Great advice so far, but let's leave the audience alone for a moment and refocus back on the performer.
Mentalism is charismatic. Magic is as well, as is all performing, but very often a mental effect is heightened by the ability of the performer to catch, hold, and manipulate his or her audience. Therefore, I think that it is important that you reevaluate your performance character.
We are all unique individuals, but we must take those "real" aspects and amplify them to create our stage persona. What is it about you and your life experience that is interesting? Have you been a lawyer? Did you work in the Merchant Marine? Did you grow up in an interesting neighborhood? There are always parts of lives that are defining and that give us a unique worldview. How many times have you known someone who, at first glance, seems rather boring or uninteresting, and then you are thrust into an extended communication with this person, during which you learn a little more about them. Then, as you walk away, you think to yourself, "Wow, that person is pretty interesting. I never knew those things about them." You've gained a newborn respect for them. Why? Because they let you into their lives a little and you learned about what makes them unique and special. Mentalist need to do this all the time or else their act seems incredibly narcissistic.

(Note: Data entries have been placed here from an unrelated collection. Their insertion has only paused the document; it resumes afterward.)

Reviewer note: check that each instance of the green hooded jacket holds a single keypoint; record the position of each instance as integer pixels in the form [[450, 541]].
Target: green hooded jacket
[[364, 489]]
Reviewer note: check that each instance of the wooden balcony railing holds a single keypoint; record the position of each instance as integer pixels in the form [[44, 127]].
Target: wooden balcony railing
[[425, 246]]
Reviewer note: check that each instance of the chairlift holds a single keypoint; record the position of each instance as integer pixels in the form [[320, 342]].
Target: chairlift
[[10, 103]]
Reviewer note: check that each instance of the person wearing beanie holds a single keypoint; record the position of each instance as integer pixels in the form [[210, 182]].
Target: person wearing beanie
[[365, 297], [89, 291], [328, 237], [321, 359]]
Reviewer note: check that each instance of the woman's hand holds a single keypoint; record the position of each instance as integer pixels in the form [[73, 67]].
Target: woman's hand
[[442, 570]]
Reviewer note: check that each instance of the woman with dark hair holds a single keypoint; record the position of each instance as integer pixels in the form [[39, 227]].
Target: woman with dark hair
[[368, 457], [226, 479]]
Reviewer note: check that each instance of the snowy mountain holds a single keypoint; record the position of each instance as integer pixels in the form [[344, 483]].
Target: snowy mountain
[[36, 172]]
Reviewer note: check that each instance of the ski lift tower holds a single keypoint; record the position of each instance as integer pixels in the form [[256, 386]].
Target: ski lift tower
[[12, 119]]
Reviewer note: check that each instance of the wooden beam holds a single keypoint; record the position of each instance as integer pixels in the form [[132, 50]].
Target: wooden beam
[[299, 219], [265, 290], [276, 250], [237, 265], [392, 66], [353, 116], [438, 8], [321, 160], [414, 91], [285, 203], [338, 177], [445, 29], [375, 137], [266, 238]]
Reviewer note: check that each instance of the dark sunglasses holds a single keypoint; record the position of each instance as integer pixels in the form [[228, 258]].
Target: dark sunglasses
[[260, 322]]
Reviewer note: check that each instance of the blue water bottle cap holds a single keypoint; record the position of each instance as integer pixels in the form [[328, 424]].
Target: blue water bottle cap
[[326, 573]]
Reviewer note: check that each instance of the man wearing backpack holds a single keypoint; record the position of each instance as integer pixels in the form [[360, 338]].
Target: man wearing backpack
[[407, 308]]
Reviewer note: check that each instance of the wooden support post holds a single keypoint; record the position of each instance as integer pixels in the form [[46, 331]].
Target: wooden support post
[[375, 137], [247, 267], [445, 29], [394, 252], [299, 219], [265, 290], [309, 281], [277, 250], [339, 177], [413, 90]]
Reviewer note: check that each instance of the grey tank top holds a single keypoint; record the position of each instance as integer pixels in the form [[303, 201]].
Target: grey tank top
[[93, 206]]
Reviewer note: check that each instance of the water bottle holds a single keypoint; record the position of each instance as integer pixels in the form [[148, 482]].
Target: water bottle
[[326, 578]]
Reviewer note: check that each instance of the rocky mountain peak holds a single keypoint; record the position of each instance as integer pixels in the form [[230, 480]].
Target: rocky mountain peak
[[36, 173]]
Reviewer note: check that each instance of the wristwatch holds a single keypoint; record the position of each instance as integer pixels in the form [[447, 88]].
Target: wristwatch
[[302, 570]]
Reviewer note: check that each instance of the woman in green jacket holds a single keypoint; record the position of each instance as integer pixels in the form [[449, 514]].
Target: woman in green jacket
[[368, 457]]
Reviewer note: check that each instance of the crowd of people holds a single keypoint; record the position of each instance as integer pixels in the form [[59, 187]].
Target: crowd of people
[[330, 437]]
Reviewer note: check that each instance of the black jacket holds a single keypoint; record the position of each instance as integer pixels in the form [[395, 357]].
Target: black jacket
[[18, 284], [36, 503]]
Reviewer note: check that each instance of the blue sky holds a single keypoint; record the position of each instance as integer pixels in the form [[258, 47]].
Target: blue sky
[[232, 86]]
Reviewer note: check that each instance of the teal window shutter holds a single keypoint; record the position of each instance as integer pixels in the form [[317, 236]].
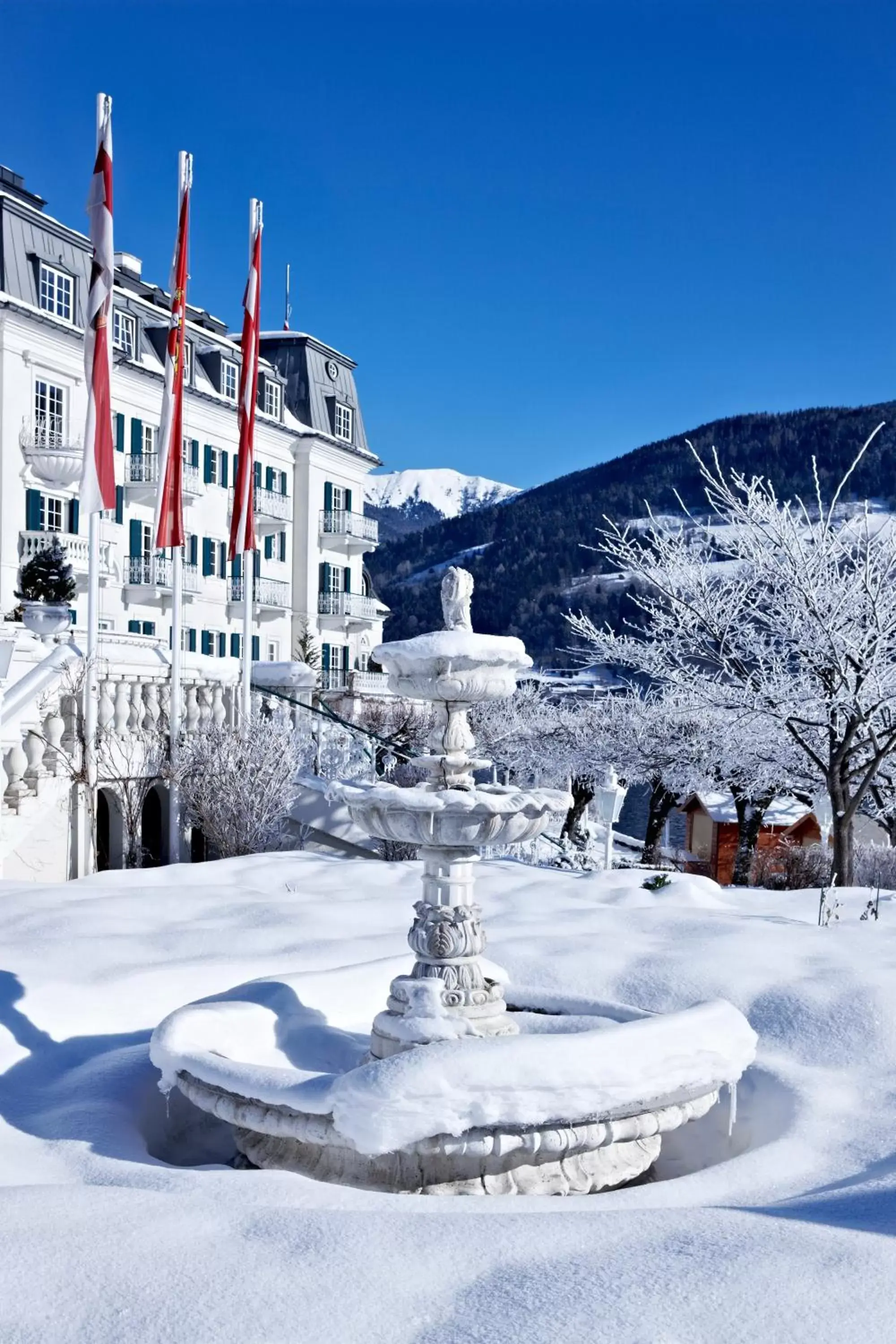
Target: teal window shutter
[[33, 510]]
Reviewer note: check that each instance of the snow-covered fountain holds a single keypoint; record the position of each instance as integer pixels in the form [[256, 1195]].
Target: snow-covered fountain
[[466, 1086]]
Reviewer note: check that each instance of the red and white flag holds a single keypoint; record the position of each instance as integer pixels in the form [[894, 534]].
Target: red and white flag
[[170, 504], [242, 525], [99, 472]]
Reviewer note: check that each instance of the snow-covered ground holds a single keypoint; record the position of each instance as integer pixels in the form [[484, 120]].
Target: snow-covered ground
[[448, 491], [120, 1222]]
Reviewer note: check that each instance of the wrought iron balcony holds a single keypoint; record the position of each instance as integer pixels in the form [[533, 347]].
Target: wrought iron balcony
[[155, 572], [143, 470], [268, 504], [265, 592], [350, 605], [342, 523]]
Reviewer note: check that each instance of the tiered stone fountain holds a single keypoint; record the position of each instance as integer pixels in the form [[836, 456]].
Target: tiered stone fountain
[[570, 1097]]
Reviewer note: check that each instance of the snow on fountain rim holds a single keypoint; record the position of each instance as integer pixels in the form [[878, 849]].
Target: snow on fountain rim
[[492, 800], [461, 650], [452, 1086]]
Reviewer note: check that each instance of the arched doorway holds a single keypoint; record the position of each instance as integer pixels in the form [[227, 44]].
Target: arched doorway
[[104, 828], [152, 831]]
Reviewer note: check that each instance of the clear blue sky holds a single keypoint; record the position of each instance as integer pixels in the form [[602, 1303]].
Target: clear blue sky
[[547, 233]]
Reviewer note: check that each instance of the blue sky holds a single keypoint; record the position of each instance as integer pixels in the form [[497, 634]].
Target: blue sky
[[547, 233]]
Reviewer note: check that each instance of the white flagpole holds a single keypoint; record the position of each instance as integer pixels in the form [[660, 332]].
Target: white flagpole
[[249, 558], [92, 682], [185, 182]]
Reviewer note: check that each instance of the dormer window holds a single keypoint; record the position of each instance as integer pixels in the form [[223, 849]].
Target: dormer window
[[124, 332], [229, 379], [272, 398], [343, 422], [56, 292]]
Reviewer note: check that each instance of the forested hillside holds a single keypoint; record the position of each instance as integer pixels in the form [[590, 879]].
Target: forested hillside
[[527, 554]]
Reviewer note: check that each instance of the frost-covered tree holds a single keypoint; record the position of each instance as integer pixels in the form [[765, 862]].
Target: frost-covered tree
[[240, 784], [773, 609]]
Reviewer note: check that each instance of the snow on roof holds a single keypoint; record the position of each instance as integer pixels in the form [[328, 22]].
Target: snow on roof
[[782, 812]]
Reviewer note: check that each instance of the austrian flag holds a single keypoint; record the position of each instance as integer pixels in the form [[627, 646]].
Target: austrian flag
[[99, 472], [170, 504], [242, 527]]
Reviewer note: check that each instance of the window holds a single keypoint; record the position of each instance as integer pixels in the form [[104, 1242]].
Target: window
[[229, 379], [49, 414], [54, 293], [343, 425], [272, 398], [124, 332], [53, 514]]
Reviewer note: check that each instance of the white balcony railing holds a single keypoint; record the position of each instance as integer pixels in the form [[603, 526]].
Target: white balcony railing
[[143, 470], [155, 572], [268, 504], [334, 679], [354, 605], [265, 592], [340, 522], [76, 547]]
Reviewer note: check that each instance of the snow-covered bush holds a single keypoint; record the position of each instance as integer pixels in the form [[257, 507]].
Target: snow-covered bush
[[238, 787]]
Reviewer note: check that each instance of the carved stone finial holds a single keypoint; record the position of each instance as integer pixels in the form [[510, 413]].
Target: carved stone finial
[[457, 590]]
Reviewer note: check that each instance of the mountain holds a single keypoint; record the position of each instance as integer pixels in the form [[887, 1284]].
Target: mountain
[[527, 554], [406, 502]]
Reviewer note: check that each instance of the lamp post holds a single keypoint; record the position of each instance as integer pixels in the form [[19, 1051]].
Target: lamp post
[[609, 800]]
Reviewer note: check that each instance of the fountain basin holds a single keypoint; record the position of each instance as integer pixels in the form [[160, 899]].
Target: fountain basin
[[426, 815], [460, 1116], [454, 666]]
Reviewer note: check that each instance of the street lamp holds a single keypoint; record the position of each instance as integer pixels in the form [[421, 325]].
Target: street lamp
[[609, 800]]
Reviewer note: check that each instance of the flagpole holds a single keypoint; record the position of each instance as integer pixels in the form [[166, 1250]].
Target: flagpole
[[249, 557], [185, 183], [92, 687]]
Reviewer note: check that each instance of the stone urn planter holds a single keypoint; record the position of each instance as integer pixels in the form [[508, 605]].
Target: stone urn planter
[[46, 619]]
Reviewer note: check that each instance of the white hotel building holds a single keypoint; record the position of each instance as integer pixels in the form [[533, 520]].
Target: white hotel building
[[311, 461]]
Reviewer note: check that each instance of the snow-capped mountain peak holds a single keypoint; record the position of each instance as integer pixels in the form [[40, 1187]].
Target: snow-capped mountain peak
[[449, 492]]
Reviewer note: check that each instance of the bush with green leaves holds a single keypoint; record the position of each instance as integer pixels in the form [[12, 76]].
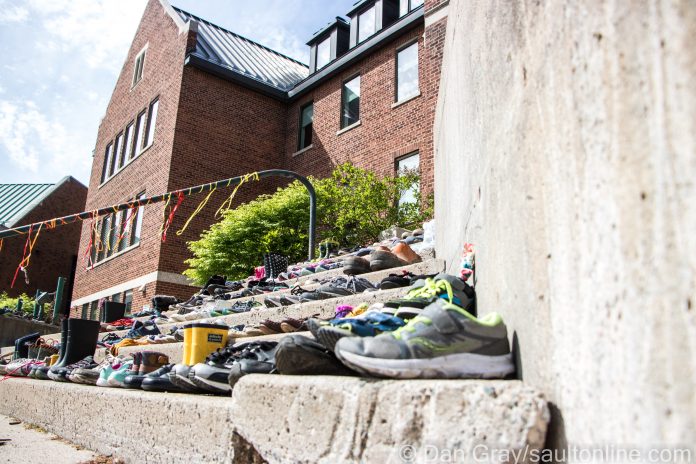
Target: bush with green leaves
[[353, 206], [8, 302]]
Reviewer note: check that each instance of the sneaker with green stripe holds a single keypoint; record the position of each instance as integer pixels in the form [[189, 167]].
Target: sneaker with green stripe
[[444, 341], [426, 291]]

Mentalism, I think, requires that you connect with people on a more intimate (real or imagined) level. I don't mean telling them the story of your divorce, but I do mean letting them into your worldview, letting them experience how you think and how you see things. That's what audiences will relate to. And then when you show them how this worldview frames and makes posible mysterious events (i.e. the tricks) then you've captured them--then they have something to hang their hat on.
Personally, I am uncomfortable with the 24/7 mentalist lifestyle, seeing myself as a "performer" of mysteries, and not one myself. But just think of the last person you met who absolutely captivated you with their conversation, their viewpoints, and their vision. Was it the INFORMATION that held your interest, or was it the person; their energy, their wit, their wisdom, or their quirky viewpoint?
Most likely it was all of the above. Take out the word "information" in that sentence and insert "mental effects" and you'll see the point I'm driving at.
I urge you to find a character that is active, not passive; engaging, not manic; accessible, not overly-mysterious. These paths have been taken 100's of times by mentalists the world over. For the trail-blazers in our craft, it's great. They were the first to carve out that niche. However, don't fall into the trap Magicians so often do--mimicing. In the 70s, how many Doug Henning clones were there? 80s, David Copperfield imitators? Today, Blaines?
On the mentalist side, how many Max Maven, Eugene Burger, and Tony Andruzzi wannabes are out there? Yikes. The originators can do it because they carved their path. Certainly, they were influenced by others, but Max is Max, Eugene is Eugene, and Tony was Tony. But it's been done--do something else.
I know I may be beating this drum a little loudly, but cookie-cutter mentalists are as big a problem as are cookie-cutter magicians. The whys and wherefores of your act are much more interesting than the whats.